T-Mobile US meldet 1 Mio. FWA-Kunden

H. Lamarr @, München, Donnerstag, 21.04.2022, 11:15 (vor 283 Tagen) @ H. Lamarr

FWA sollte rund 1 GBit/s an ein Viertel aller Haushalte in Deutschland liefern. Doch laut Telekom gibt es zu viele Probleme mit der Technologie. mehr ...

Ganz anders in den USA, wie einer aktuellen Meldung von Telecompaper zu entnehmen ist:

T-Mobile US hat bekannt gegeben, dass der Meilenstein von 1 Million Home-Internet-Kunden überschritten wurde, ein Jahr nach der kommerziellen Einführung des FWA-Zugangsdienstes. Der Mobilfunkbetreiber baut den Dienst weiter aus. Mehr als 40 Millionen Haushalte, die von seinem 5G-Netz abgedeckt werden, könnten Home-Internet nutzen.

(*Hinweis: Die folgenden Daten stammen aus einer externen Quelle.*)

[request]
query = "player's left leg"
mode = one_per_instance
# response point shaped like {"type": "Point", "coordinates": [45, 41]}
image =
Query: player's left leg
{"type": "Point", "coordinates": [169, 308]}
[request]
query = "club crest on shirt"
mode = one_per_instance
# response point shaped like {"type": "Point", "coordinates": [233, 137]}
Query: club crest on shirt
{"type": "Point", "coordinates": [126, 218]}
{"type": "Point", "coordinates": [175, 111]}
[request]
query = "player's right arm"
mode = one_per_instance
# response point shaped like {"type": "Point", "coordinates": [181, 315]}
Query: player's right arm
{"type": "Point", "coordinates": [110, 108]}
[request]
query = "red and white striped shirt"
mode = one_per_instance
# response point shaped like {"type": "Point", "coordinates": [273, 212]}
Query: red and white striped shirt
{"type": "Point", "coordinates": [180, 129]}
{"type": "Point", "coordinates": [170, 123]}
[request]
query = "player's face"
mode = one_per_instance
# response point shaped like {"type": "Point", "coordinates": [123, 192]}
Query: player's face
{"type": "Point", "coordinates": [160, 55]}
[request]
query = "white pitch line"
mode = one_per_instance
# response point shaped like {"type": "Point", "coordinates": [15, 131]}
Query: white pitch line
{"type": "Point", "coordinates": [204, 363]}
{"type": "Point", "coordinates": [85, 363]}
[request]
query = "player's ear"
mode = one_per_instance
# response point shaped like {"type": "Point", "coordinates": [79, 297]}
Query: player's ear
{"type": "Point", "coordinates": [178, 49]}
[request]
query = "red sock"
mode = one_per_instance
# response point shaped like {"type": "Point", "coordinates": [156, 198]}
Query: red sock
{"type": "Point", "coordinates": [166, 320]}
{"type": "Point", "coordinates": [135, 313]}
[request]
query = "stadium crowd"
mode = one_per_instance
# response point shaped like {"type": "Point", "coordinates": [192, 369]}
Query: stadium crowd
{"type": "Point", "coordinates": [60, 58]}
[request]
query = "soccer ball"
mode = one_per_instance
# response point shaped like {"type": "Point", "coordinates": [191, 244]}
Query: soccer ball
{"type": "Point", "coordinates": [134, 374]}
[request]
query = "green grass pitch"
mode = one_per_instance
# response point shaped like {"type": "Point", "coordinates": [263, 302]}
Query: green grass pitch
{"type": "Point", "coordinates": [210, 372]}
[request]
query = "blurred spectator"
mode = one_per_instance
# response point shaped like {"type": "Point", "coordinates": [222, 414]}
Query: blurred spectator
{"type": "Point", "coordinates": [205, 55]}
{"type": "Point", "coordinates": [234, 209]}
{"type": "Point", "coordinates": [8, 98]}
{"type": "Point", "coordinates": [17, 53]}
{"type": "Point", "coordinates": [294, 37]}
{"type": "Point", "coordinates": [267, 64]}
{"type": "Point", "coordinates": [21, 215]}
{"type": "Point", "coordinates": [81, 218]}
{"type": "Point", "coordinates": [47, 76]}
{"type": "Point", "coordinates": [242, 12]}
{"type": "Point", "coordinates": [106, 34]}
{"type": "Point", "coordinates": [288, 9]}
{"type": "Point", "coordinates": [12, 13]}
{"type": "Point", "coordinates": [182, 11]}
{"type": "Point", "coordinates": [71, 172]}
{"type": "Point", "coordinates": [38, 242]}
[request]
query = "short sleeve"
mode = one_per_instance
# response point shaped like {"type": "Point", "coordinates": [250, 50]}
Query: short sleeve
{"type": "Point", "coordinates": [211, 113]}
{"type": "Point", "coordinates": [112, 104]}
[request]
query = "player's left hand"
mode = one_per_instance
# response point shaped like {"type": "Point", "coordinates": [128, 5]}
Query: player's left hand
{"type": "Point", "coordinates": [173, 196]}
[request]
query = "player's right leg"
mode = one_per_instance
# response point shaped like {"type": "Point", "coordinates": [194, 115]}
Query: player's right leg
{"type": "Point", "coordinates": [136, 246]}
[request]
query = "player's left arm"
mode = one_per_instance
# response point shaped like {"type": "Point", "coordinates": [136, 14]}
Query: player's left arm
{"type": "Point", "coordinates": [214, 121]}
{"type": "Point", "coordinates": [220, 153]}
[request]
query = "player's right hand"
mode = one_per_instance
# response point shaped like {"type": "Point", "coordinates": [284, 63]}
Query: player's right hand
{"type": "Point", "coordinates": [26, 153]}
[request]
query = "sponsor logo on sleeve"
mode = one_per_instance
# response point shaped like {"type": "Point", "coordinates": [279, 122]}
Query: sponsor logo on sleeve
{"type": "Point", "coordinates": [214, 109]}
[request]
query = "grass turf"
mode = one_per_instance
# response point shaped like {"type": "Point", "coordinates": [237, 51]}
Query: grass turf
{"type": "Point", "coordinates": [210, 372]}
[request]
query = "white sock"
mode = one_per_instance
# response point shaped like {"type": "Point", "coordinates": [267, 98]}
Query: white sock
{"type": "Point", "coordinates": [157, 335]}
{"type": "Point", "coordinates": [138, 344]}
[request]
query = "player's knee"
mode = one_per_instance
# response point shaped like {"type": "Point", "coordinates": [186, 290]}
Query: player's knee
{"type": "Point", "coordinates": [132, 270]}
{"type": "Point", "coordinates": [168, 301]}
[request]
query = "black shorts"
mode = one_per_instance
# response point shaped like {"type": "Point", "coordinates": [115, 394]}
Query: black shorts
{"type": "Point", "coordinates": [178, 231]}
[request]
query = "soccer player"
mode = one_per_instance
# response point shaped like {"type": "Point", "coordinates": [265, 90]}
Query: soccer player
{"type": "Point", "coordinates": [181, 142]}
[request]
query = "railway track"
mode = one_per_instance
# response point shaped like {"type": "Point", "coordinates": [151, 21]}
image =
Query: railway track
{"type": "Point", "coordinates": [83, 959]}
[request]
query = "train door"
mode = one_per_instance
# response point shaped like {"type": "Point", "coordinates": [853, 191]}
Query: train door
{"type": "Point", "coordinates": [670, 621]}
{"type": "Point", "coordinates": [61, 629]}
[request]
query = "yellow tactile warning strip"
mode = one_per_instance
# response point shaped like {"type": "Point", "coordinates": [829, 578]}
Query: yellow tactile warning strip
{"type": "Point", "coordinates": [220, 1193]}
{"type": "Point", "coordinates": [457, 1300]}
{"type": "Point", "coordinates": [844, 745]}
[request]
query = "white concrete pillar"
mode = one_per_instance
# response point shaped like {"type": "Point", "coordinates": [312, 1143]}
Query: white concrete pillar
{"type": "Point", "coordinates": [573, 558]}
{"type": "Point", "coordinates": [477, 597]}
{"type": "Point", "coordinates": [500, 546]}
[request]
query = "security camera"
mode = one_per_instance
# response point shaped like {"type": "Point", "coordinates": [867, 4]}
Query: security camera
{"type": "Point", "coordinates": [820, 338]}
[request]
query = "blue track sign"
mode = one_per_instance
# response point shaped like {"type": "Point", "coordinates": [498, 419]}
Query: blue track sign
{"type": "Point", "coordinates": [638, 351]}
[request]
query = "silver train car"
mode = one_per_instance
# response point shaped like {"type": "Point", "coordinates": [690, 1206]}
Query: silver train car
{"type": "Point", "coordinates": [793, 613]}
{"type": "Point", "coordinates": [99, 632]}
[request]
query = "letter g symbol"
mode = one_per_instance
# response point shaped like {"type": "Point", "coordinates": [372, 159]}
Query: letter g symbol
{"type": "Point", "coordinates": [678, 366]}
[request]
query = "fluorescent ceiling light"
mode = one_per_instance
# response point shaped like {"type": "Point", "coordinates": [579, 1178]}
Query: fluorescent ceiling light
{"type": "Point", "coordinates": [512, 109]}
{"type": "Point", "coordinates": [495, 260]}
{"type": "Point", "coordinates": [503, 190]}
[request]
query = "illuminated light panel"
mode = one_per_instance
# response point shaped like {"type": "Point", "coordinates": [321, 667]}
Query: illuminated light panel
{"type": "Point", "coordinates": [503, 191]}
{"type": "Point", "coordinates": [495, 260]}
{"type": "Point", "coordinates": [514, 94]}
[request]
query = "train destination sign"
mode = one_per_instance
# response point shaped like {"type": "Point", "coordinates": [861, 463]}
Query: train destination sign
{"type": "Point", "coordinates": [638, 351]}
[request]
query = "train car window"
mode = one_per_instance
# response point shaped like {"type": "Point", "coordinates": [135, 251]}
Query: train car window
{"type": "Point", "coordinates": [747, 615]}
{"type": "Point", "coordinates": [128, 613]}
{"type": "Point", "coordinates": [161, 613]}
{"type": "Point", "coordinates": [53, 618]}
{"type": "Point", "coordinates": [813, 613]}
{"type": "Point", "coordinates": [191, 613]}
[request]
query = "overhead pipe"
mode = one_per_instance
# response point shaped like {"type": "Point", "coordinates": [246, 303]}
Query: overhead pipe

Daran erkennt man gut, dass manche Meldungen über technologische Entwicklungen, hier FWA, nicht überall gleich bedeutsam sind, sondern in unterschiedlichen Teilen der Welt auf mehr oder weniger Resonanz stoßen. Gemäß Kuster ist (im Gegensatz zu Europa) die Nichtverfügbarkeit des 3,5-GHz-Bandes für kommerziellen Mobilfunk in den USA der Treiber für das FWA-Geschäft im 28-GHz-Mikrowellenband.